Atomic Robo Vol. 2: Dogs of War representa un punto de inflexión fundamental en la mitología creada por el guionista Brian Clevinger y el dibujante Scott Wegener. Si el primer volumen servía para presentar al carismático robot dotado de "inteligencia automática" y su organización, Tesladyne, esta segunda entrega se sumerge de lleno en el género de la aventura bélica con tintes de ciencia ficción retro o *pulp*, estableciendo una de las señas de identidad de la serie: su cronología no lineal.
La trama de *Dogs of War* nos traslada a 1943, en pleno apogeo de la Segunda Guerra Mundial. A diferencia de la narrativa contemporánea del volumen anterior, aquí encontramos a un Atomic Robo más joven —en términos de experiencia operativa— que actúa como un activo estratégico del ejército de los Estados Unidos en el teatro de operaciones europeo. La premisa se aleja del combate convencional para centrarse en lo que los autores denominan "Ciencia de Acción": la lucha contra las anomalías tecnológicas y los experimentos imposibles del Tercer Reich.
El núcleo del conflicto reside en los intentos de la Alemania nazi por inclinar la balanza de la guerra mediante el uso de armamento experimental.
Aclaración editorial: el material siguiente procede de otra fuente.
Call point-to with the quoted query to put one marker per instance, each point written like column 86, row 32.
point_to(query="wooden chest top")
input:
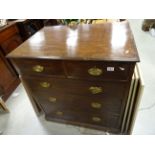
column 107, row 42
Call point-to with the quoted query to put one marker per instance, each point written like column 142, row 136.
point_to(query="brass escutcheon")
column 95, row 71
column 96, row 105
column 95, row 90
column 38, row 68
column 52, row 99
column 96, row 119
column 45, row 84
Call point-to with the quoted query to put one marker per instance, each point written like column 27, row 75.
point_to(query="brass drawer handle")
column 38, row 68
column 52, row 99
column 95, row 71
column 122, row 68
column 95, row 90
column 96, row 105
column 45, row 84
column 59, row 113
column 96, row 119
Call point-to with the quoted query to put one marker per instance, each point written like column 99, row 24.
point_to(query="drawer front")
column 97, row 70
column 77, row 87
column 55, row 102
column 107, row 121
column 31, row 67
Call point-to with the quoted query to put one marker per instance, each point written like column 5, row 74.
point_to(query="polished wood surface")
column 79, row 75
column 109, row 41
column 9, row 40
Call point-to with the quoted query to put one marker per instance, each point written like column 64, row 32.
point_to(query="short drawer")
column 53, row 101
column 39, row 67
column 107, row 121
column 98, row 70
column 77, row 87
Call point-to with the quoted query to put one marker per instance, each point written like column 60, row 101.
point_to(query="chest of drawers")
column 79, row 76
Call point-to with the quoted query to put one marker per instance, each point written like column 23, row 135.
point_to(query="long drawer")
column 77, row 87
column 56, row 102
column 95, row 120
column 75, row 69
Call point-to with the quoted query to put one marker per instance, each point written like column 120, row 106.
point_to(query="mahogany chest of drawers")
column 79, row 75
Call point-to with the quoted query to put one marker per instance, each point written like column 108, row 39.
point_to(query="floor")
column 22, row 119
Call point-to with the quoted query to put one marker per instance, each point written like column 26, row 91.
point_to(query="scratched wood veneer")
column 79, row 75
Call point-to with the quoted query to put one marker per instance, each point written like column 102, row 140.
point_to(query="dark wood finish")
column 9, row 40
column 56, row 67
column 86, row 42
column 28, row 27
column 10, row 44
column 8, row 78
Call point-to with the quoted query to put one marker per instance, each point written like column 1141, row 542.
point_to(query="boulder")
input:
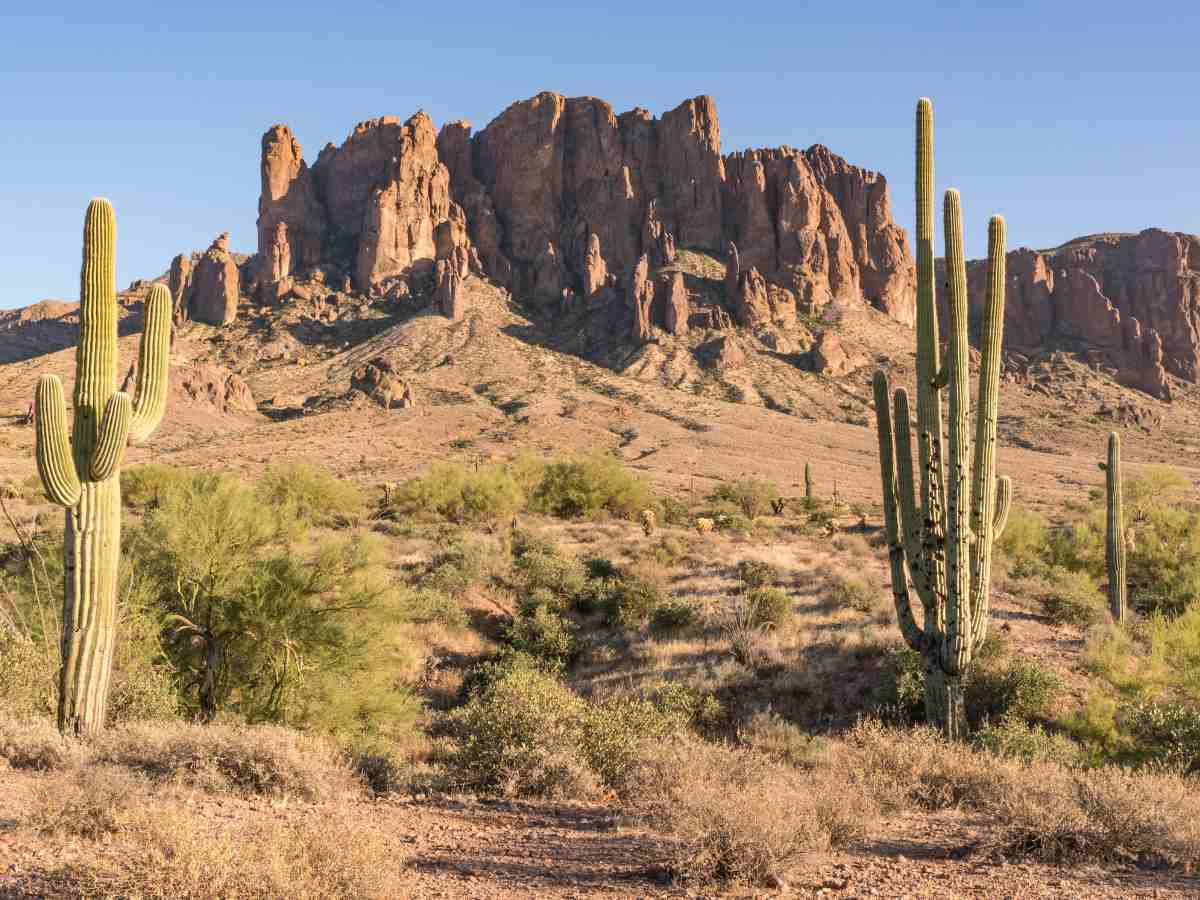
column 215, row 285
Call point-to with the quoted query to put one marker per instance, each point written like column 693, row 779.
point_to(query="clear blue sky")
column 1067, row 117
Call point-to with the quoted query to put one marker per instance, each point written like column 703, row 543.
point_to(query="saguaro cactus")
column 82, row 472
column 1115, row 532
column 943, row 546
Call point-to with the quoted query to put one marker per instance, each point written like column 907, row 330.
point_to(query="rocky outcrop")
column 641, row 295
column 1132, row 298
column 676, row 309
column 214, row 287
column 831, row 358
column 203, row 383
column 379, row 382
column 595, row 273
column 179, row 282
column 567, row 171
column 449, row 294
column 371, row 207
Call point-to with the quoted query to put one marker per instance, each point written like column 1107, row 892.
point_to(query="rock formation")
column 370, row 207
column 214, row 287
column 1134, row 298
column 641, row 297
column 179, row 282
column 211, row 385
column 676, row 309
column 564, row 193
column 379, row 382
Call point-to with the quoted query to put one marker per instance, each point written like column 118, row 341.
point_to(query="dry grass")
column 252, row 760
column 738, row 816
column 261, row 760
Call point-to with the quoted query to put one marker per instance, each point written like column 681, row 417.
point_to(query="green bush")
column 459, row 568
column 757, row 574
column 1071, row 597
column 1020, row 688
column 1024, row 544
column 585, row 486
column 1165, row 732
column 1014, row 737
column 633, row 601
column 148, row 484
column 673, row 616
column 526, row 733
column 461, row 495
column 769, row 606
column 311, row 496
column 751, row 497
column 544, row 635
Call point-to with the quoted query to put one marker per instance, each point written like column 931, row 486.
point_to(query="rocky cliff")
column 1129, row 301
column 561, row 197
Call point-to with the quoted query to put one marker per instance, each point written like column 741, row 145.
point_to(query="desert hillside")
column 515, row 528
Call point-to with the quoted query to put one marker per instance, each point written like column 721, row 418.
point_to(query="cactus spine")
column 1115, row 532
column 943, row 547
column 82, row 472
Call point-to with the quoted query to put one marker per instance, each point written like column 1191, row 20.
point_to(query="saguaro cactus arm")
column 114, row 435
column 55, row 463
column 150, row 395
column 1003, row 505
column 909, row 629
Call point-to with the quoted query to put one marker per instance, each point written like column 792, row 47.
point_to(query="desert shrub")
column 1024, row 544
column 587, row 485
column 93, row 802
column 676, row 513
column 667, row 550
column 253, row 760
column 310, row 495
column 673, row 616
column 168, row 852
column 541, row 569
column 519, row 736
column 148, row 484
column 771, row 607
column 769, row 733
column 1014, row 737
column 423, row 605
column 751, row 497
column 35, row 743
column 901, row 689
column 459, row 568
column 1071, row 597
column 461, row 495
column 743, row 630
column 997, row 685
column 634, row 600
column 1104, row 815
column 757, row 574
column 741, row 817
column 545, row 635
column 1011, row 687
column 1165, row 732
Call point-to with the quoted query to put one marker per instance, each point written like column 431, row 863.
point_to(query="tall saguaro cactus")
column 82, row 472
column 1115, row 535
column 942, row 547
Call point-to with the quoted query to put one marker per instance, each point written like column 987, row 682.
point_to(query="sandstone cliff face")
column 1135, row 298
column 562, row 196
column 211, row 292
column 605, row 189
column 372, row 205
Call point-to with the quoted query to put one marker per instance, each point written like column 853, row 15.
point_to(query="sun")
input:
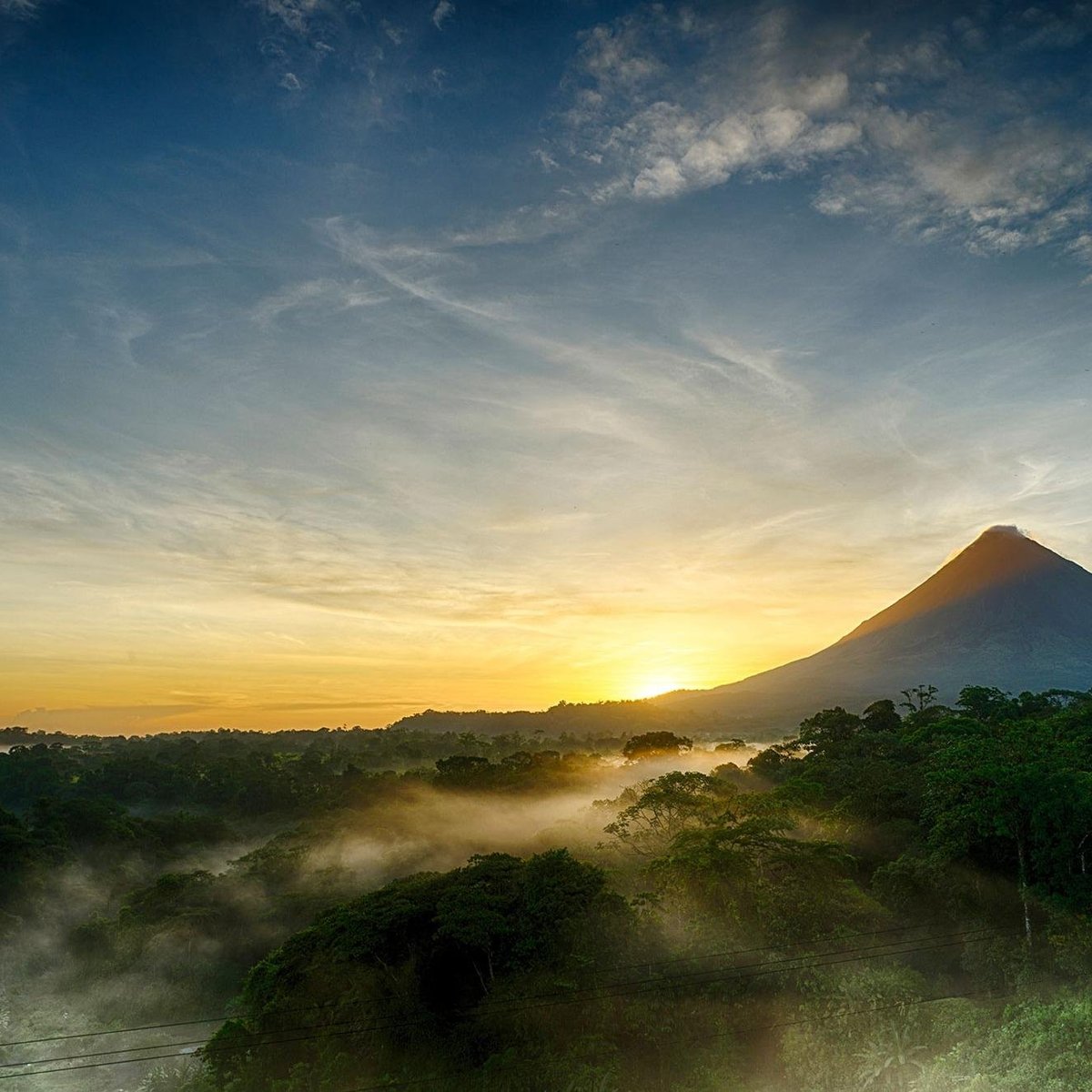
column 653, row 685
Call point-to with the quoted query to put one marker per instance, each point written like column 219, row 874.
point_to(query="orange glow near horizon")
column 147, row 653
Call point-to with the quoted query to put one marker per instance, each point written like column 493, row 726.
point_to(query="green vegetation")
column 891, row 900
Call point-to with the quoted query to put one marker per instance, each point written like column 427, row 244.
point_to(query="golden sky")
column 364, row 365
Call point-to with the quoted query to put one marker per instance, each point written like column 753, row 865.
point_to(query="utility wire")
column 759, row 970
column 605, row 966
column 891, row 947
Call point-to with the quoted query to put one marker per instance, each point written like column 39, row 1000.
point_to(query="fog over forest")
column 890, row 900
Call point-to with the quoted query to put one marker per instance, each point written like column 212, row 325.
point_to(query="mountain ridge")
column 1004, row 612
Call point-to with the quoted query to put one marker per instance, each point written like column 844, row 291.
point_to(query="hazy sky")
column 359, row 358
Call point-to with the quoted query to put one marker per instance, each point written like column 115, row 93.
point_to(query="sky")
column 364, row 358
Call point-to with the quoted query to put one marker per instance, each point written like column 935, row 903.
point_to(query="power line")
column 758, row 971
column 891, row 947
column 611, row 966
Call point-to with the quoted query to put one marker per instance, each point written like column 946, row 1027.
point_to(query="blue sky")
column 359, row 358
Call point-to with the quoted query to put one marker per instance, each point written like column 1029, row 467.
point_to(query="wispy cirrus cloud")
column 925, row 135
column 443, row 11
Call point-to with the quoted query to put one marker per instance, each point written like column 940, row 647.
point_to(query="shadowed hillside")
column 1006, row 611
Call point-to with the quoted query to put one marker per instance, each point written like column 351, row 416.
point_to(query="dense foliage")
column 898, row 899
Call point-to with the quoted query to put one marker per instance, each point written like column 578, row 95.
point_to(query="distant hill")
column 607, row 719
column 1006, row 612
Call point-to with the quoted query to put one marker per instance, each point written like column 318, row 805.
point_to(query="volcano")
column 1006, row 612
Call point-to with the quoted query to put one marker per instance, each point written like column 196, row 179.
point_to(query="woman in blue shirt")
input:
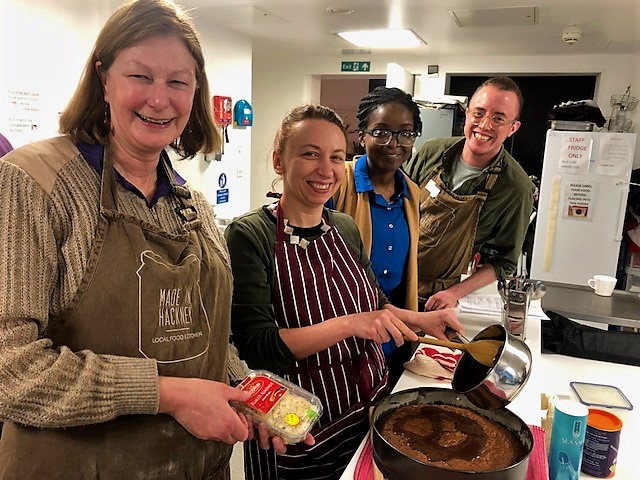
column 383, row 201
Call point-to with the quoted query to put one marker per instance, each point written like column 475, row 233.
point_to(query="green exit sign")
column 355, row 66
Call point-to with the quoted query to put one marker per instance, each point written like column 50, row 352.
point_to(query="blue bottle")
column 567, row 440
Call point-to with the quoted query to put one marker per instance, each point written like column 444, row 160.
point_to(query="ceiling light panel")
column 391, row 38
column 496, row 17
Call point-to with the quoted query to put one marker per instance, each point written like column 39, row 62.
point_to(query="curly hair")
column 86, row 117
column 506, row 84
column 300, row 114
column 383, row 96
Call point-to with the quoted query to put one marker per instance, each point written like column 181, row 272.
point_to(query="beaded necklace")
column 288, row 229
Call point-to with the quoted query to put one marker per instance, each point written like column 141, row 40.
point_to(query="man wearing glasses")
column 472, row 193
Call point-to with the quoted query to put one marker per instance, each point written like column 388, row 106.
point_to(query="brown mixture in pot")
column 451, row 437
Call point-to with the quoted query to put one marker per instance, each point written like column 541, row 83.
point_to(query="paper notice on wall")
column 615, row 155
column 575, row 154
column 578, row 200
column 23, row 116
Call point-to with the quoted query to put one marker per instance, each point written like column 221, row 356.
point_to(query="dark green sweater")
column 251, row 238
column 505, row 215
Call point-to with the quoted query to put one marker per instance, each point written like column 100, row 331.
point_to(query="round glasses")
column 406, row 138
column 495, row 121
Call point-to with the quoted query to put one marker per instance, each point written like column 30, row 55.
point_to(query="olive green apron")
column 145, row 293
column 448, row 226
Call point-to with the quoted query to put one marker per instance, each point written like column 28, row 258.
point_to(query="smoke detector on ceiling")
column 572, row 34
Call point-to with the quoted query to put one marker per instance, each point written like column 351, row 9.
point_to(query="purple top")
column 5, row 146
column 94, row 154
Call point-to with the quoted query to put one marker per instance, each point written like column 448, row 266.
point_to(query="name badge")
column 432, row 188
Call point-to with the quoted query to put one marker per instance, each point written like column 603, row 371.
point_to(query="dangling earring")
column 107, row 116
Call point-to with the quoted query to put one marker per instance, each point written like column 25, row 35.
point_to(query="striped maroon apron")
column 313, row 284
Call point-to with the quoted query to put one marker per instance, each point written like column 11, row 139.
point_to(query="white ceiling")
column 289, row 27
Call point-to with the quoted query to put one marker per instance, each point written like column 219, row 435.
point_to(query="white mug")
column 603, row 284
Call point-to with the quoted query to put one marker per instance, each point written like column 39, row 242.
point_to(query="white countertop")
column 550, row 374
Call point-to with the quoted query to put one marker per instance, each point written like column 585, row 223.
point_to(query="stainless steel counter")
column 622, row 308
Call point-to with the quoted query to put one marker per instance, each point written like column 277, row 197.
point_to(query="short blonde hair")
column 133, row 22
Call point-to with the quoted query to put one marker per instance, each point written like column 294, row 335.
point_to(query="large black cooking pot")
column 395, row 465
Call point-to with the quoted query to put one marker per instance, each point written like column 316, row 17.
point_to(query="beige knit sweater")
column 47, row 229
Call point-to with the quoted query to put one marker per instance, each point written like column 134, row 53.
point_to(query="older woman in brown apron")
column 306, row 304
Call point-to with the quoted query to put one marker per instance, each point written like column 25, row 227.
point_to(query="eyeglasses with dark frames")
column 381, row 136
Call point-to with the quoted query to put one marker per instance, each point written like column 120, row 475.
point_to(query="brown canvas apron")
column 145, row 293
column 322, row 281
column 448, row 226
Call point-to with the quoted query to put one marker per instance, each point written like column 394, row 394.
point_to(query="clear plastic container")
column 605, row 397
column 287, row 410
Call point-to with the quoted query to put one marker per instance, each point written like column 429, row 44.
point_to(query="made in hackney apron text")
column 448, row 226
column 313, row 284
column 141, row 296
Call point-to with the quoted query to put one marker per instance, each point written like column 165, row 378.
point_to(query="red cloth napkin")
column 538, row 468
column 434, row 361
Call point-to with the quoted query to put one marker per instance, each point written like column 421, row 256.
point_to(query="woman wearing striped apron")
column 306, row 304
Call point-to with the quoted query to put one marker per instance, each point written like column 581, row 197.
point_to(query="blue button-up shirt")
column 390, row 232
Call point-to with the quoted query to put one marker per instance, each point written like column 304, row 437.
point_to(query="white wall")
column 278, row 85
column 43, row 50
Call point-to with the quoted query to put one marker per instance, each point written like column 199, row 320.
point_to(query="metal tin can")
column 601, row 443
column 567, row 440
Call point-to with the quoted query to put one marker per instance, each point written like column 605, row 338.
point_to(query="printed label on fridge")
column 582, row 204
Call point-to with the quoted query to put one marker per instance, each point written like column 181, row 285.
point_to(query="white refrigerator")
column 582, row 204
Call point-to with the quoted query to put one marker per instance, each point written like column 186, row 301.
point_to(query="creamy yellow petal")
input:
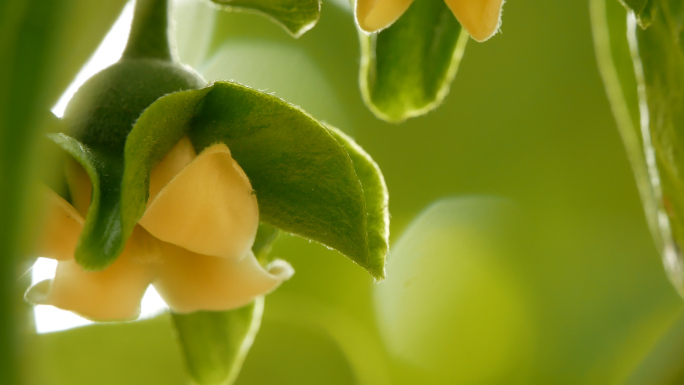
column 61, row 228
column 113, row 294
column 191, row 282
column 374, row 15
column 208, row 208
column 80, row 186
column 481, row 18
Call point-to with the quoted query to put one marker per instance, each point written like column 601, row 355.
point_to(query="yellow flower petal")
column 481, row 18
column 113, row 294
column 208, row 207
column 374, row 15
column 191, row 282
column 180, row 156
column 61, row 228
Robo es desplegado tras las líneas enemigas para interceptar y destruir estas amenazas, que van desde tanques bípedos (los imponentes *Laufpanzers*) hasta soldados mejorados mediante procesos científicos dudosos. Sin embargo, Robo no actúa solo. Uno de los mayores aciertos de este volumen es la integración de figuras históricas y personajes secundarios de gran peso, destacando especialmente la presencia de Virginia Hall, la famosa espía estadounidense que trabajó para la inteligencia británica. La dinámica entre Robo y Hall (conocida aquí bajo el nombre en clave "The Sparrow") aporta una capa de realismo histórico y tensión táctica que equilibra el tono fantástico de la obra.
Narrativamente, el cómic se estructura en una serie de misiones interconectadas que llevan a los protagonistas a través de una Europa ocupada, desde las costas de Sicilia hasta los laboratorios ocultos en el corazón del territorio enemigo. Clevinger utiliza un ritmo cinematográfico, donde el humor característico de Robo —basado en su escepticismo científico y su sarcasmo ante la incompetencia— sirve para aliviar la tensión de las situaciones de vida o muerte. A pesar de ser un robot, la caracterización de Robo en este volumen refuerza su humanidad; se le presenta no como una máquina de matar invulnerable, sino como un ingeniero que prefiere resolver problemas con lógica, aunque a menudo se vea obligado a usar sus puños de hierro.
En el apartado visual, Scott Wegener consolida el estilo que define a la franquicia. Su dibujo, de líneas limpias y claras, huye del barroquismo para centrarse en la narrativa visual y la expresividad. A pesar de que el diseño de Atomic Robo es inherentemente rígido (una cabeza metálica con ojos fijos), Wegener logra transmitir una gama asombrosa de emociones a través del lenguaje corporal y el encuadre. El diseño de la tecnología nazi es otro punto fuerte: las máquinas tienen un aspecto tosco, pesado y peligroso, evocando una estética *dieselpunk* que encaja perfectamente con la atmósfera de los años 40.
*Dogs of War* no es solo una historia de "buenos contra malos" con robots gigantes. Es una exploración de la responsabilidad de la ciencia en tiempos de crisis. A través de sus páginas, se percibe la sombra de Nikola Tesla (el creador de Robo) y su filosofía de progreso, enfrentada a la perversión tecnológica del nazismo. El cómic evita los tropos más desgastados del género bélico para ofrecer una aventura trepidante que respeta la inteligencia del lector, manteniendo un rigor interno coherente dentro de su propia fantasía científica.
En resumen, este segundo volumen expande el universo de Atomic Robo al demostrar que el personaje es capaz de sostener relatos en diferentes épocas históricas sin perder su esencia. Establece las bases de su enemistad con figuras recurrentes y profundiza en su estatus como el primer "científico de acción" del mundo, todo ello mientras entrega una de las mejores interpretaciones modernas del espíritu de las revistas *pulp* de mediados del siglo XX. Es una lectura esencial para entender la longevidad de la serie y la solidez de su propuesta conceptual.